If you've led real change - the kind that rewires how an organization works - you’ve probably experienced that push/pull feeling…equal parts exhilaration and unease.
Well, a piece in Harvard Business Review finally named it. Thank you HBR!
Leading transformation means living with two forces pulling at you every day:
→ The drive that says push forward.
→ And the voice that questions…are you sure you’re heading in the right direction?
Most people think that the second voice is a flaw or a momentary lack of confidence and conviction you need to push past. Nope. Sit in the doubt for a minute. Let it move through you. Let it challenge you. Let it make you a more thoughtful leader.
Sitting with it will strengthen your narrative and sharpen your why. Sitting with it will unlock a new level of empathy…because whatever doubts you have, your teams have them as well.
Bottom line, it’s that ‘let’s go’/’oh wait!’ tension that makes real change possible. The leaders who feel both are the ones who actually understand the gravity of the work - the impact. The leaders who feel both are the ones actually doing the “in the weeds” work.
But - and this is the important piece - unmanaged, this tension can consume you.
Even if you accomplish what you set out to do, you can emerge depleted, isolated, and less effective for whatever comes next. Or, you can sit in the tension so long that you are no longer showing up with conviction, with decisiveness. That’s when you lose the room…and maybe yourself.
Was this email forwarded to you?
The Tension Isn't the Problem. Losing Your Balance Is.
At CBS News and Stations, my team was driving one of the most ambitious integrations in modern media. I believed in it completely. Still do.
But believing completely doesn't mean feeling certain every day. It means carrying the conviction and the doubt. Simultaneously.
The challenge isn't the doubt. It's what you do with it.
Here’s how leaders can lose their footing:
→ You overcontrol. You stop trusting anyone else's judgment. You become the bottleneck you're trying to eliminate. Your calendar is all review meetings. Your team stops bringing ideas because they know you'll rewrite them.
→ You punt…and call it patience. You tell yourself the timing isn't right. You need more data. The organization isn't ready. What you're really doing is retreating because the blowback is exhausting.
→ You pivot constantly.

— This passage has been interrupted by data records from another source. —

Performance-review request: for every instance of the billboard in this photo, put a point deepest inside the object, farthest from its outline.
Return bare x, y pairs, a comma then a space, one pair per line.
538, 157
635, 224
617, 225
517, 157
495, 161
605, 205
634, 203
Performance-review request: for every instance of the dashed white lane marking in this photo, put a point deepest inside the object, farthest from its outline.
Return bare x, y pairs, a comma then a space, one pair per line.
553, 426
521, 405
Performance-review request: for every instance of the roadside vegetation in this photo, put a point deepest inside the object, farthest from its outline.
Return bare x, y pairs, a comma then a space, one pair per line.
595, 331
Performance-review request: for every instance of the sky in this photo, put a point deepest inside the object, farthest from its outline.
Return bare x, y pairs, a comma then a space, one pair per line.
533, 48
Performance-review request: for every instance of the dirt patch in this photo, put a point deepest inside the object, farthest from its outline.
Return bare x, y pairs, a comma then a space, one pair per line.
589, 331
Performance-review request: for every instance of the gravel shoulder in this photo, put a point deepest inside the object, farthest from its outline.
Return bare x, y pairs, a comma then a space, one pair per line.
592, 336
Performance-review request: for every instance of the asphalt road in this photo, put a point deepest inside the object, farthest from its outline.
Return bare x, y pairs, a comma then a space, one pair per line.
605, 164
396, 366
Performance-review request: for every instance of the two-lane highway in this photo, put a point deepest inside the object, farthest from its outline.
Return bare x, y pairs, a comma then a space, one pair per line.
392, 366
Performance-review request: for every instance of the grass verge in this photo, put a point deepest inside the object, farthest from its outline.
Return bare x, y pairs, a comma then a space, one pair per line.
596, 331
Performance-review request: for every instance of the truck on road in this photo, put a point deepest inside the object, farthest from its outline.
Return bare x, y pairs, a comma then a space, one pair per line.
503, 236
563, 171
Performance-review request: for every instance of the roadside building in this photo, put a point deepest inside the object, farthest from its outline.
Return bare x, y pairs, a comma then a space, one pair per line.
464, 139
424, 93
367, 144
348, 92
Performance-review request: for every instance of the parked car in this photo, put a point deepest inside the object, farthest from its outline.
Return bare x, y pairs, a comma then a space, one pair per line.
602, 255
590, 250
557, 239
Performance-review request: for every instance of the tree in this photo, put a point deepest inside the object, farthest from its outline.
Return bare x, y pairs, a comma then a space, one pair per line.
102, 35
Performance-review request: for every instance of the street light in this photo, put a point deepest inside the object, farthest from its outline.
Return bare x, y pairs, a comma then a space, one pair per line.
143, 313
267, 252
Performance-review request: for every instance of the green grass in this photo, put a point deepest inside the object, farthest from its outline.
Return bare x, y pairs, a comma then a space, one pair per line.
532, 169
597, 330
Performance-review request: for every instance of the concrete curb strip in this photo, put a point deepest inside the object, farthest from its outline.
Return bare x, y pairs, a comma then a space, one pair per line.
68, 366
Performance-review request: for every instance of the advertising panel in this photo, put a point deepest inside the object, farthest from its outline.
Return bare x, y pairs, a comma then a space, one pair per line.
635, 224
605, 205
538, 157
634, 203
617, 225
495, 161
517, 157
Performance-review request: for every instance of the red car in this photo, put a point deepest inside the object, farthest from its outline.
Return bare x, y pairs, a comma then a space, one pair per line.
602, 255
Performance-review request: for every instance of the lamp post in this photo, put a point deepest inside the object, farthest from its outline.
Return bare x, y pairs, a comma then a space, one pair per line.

Every piece of feedback triggers a course correction. You're so afraid of the cliff that you never commit to the hill.
What's Actually at Stake: Trust.
When leaders lose their balance, trust goes first. Quietly.
Korn Ferry research this year: 86% of senior leaders believe their employees highly trust them. Only 67% of employees agree. And that figure is declining.
A 19-point trust illusion. Wow.
People don't lose trust because a leader made a hard call. They lose trust when they sense the leader isn't steady.
I like to say that trust is built in drops and lost in buckets. The bucket doesn't tip from one bad decision. It tips from sustained inconsistency your team absorbs day after day until one morning they just…stop leaning in.
Holding the Paradox of Doubt and Conviction
▹ Name the imbalance. Right now…are you overcontrolling, retreating, or pivoting? You're doing one of the three. Name it. The tension only controls you when it's unnamed.
▹ Make the vision tangible. Ask someone in the middle of your organization: "Can you see where we're going?" Not your chief of staff or head of comms. Not the direct report who always agrees with you. If they hesitate, your vision isn't clear enough. People can't trust a direction they can't see.
▹ Use humor. We can do serious work without taking ourselves so seriously. Humor in a high-stakes moment tells your team: I'm confident enough in what we're doing that I can laugh about the mess of it. That does more for trust than any town hall speech.
▹ Protect the doubt. It's not the enemy. It's data. Talk to your one friend who tells you the truth. But don't let it bleed into the room. The doubt makes you human. Managing it makes you a leader.
What I’m Watching & Reading:
Because good stories matter:
📖 The Obstacle is The Way by Ryan Holiday
📖 Advanced Introduction to Private Equity by Paul A. Gompers and Steven N. Kaplan
📺 Love Story
Every leader worth following has stood on top of the hill and the cliff’s edge. Sometimes in the same meeting.